Meta Lays Off 10% of Staff, around 7,800 Employees, on May 20

Meta is cutting approximately 7,800 employees, 10% of its workforce, as part of a cost-cutting plan aimed at 'running the company more efficiently.' The impacted employees will receive at least 4 months of severance pay and two weeks of pay for each year worked.

META has announced it will cut approximately 8,000 employees — roughly 10% of its 78,000-person global workforce — with layoffs scheduled for May 20, 2026 . Affected workers will receive a minimum of four months of severance pay plus two weeks for each year of service. The company also confirmed it will leave an additional 6,000 open positions unfilled as part of the same restructuring.

The move is explicitly tied to META's accelerating AI investment agenda. The company has outlined $115-135 billion in capital expenditure for 2026 — its most ambitious infrastructure buildout ever — and CEO Mark Zuckerberg has framed the layoffs as a way to "run the company more efficiently" while redirecting headcount costs toward AI compute and research. Impacted departments include Reality Labs, recruiting, sales, and global operations. Analysts note this follows a pattern: Meta shed roughly 21,000 jobs in 2022-2023, then rapidly rehired, and is now trimming again as AI replaces some white-collar roles.

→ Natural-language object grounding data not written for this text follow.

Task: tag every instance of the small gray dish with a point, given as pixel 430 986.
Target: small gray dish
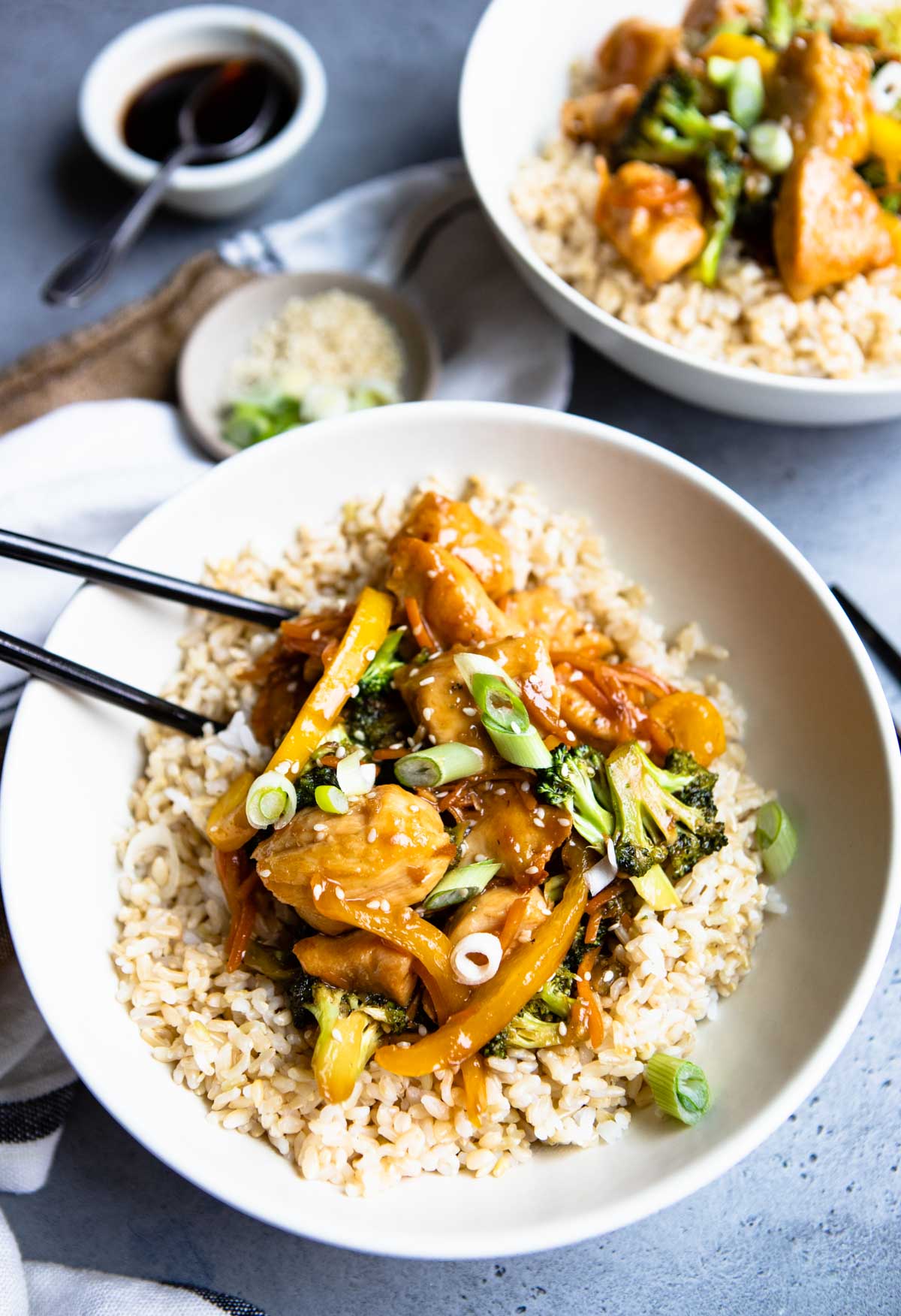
pixel 224 334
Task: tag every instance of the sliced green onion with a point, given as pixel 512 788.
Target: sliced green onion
pixel 745 95
pixel 354 775
pixel 771 146
pixel 720 71
pixel 470 665
pixel 439 764
pixel 461 885
pixel 776 838
pixel 502 710
pixel 523 750
pixel 330 799
pixel 553 889
pixel 679 1088
pixel 271 801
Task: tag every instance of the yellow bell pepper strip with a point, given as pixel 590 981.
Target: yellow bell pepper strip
pixel 737 45
pixel 228 827
pixel 475 1088
pixel 694 724
pixel 336 1064
pixel 657 890
pixel 407 931
pixel 493 1004
pixel 228 822
pixel 885 143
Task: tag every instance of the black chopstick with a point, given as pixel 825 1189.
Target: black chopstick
pixel 871 636
pixel 23 548
pixel 869 632
pixel 65 672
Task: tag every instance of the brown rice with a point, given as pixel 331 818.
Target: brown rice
pixel 746 320
pixel 231 1039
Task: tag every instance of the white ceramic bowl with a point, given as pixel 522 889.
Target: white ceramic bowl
pixel 196 35
pixel 791 649
pixel 514 79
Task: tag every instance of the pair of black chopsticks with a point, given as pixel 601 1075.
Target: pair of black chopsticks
pixel 63 672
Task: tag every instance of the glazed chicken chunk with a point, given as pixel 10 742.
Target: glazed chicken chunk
pixel 544 612
pixel 636 52
pixel 388 847
pixel 439 699
pixel 457 528
pixel 451 599
pixel 829 225
pixel 360 962
pixel 488 911
pixel 652 217
pixel 507 826
pixel 600 116
pixel 824 90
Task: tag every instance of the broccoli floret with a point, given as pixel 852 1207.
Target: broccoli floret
pixel 350 1028
pixel 526 1031
pixel 668 127
pixel 538 1023
pixel 663 815
pixel 572 782
pixel 378 719
pixel 379 675
pixel 725 180
pixel 556 992
pixel 780 21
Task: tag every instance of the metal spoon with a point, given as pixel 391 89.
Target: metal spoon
pixel 83 273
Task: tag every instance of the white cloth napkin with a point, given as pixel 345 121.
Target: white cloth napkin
pixel 86 474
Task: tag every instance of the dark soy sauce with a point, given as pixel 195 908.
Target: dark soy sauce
pixel 150 122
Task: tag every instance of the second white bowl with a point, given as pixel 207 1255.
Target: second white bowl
pixel 514 79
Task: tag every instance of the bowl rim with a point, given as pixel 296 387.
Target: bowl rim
pixel 512 1239
pixel 99 120
pixel 514 233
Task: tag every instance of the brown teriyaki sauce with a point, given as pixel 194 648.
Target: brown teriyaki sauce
pixel 150 120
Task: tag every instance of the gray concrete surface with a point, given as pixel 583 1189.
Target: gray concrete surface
pixel 809 1224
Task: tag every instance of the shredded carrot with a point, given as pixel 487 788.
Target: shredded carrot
pixel 421 633
pixel 595 908
pixel 586 992
pixel 475 1088
pixel 514 923
pixel 641 677
pixel 240 934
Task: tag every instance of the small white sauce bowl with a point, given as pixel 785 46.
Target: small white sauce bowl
pixel 196 35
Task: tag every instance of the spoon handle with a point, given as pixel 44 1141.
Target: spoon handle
pixel 83 273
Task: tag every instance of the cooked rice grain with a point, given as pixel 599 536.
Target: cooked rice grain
pixel 746 320
pixel 231 1039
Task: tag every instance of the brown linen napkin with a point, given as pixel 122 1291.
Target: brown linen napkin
pixel 129 355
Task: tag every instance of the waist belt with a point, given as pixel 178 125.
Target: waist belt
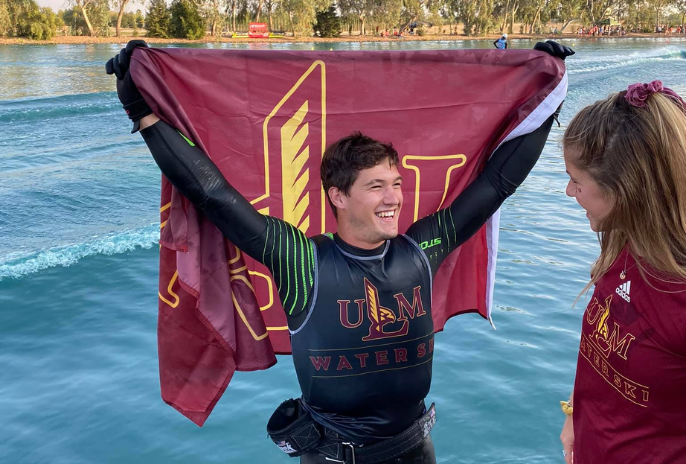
pixel 294 431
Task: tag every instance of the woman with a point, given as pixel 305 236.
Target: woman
pixel 626 159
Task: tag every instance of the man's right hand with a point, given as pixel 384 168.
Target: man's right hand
pixel 567 439
pixel 128 93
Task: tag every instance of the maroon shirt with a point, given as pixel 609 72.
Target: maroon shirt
pixel 630 389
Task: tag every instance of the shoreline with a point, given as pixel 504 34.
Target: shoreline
pixel 85 40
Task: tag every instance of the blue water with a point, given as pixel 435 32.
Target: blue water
pixel 78 282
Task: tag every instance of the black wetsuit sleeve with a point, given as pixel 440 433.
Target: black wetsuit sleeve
pixel 442 232
pixel 284 249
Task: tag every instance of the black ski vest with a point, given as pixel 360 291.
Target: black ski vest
pixel 364 354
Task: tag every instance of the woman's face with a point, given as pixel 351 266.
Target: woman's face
pixel 590 196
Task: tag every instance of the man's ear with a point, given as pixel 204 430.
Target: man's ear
pixel 337 197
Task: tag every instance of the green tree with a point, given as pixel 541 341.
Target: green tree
pixel 120 5
pixel 24 18
pixel 327 24
pixel 157 19
pixel 360 9
pixel 140 20
pixel 186 22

META shares dipped 2.4% to $671.75 on April 23 when the announcement was made, a muted reaction given the stock had already surged nearly 20% in the prior nine-day rally. The market's measured response suggests investors view the restructuring as a net positive — cost discipline freeing capital for AI that could drive long-term revenue growth. With 58 of 64 analysts maintaining Buy ratings, the consensus is that the layoffs reinforce Meta's operational leverage story rather than signal distress.